His job is to make sure lands are returned to better condition than they were before drilling began. "Oil and gas is held to a higher standard than any other industry," said Whiteley.
He says the rest of the state has to reach a 70 percent vegetation standard, whereas oil and gas must maintain at least 80 percent. "It doesn't seem like much, but it's a very high standard in a dry land environment."
Each site varies, but on average, the initial drilling phases of an oil pad can use around five acres, as well as nearby roads.
In order to restore the landscape afterward, Encana reseeds the lands to the owner's specifications, whether federal or private. "[This] is three years of revegetation," said Whiteley, referring to a site in Battlement Mesa.
On federal lands, Encana must use visual and audio tactics to become nearly invisible to the passerby.
Walls made out of dirt keep equipment noise below the required decibels. "It also acts as a visual screen," added Whiteley.

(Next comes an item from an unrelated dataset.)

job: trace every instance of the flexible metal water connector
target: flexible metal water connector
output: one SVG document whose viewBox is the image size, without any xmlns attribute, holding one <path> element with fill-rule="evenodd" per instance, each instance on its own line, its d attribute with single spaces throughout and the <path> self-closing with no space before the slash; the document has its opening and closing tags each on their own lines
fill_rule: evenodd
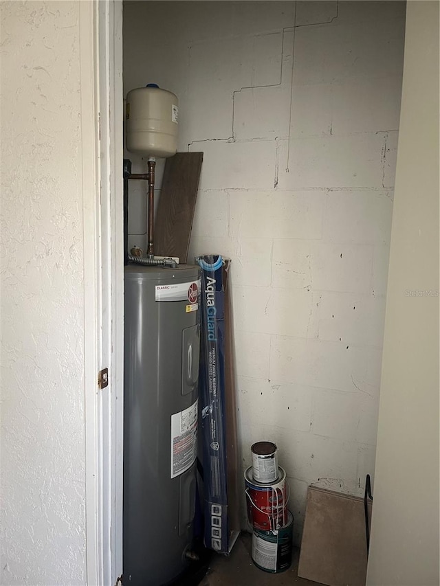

All equipment on well pads situated on federal lands have to be painted a specific color based on the natural habitat of that area. In the Bureau of Land Management's Pinyon-Juniper Woodlands, that color is shadow gray.
Once the entire site is dead, all equipment is removed and the ground is filled in. Constructed boulder walls come down to recontour the area, which is mixed with mulch and spread to retain moisture. "That's a significant advantage when you're trying to restore habitat," Whiteley noted. "If we can leave it better than we found it, then we're achieving our management objectives."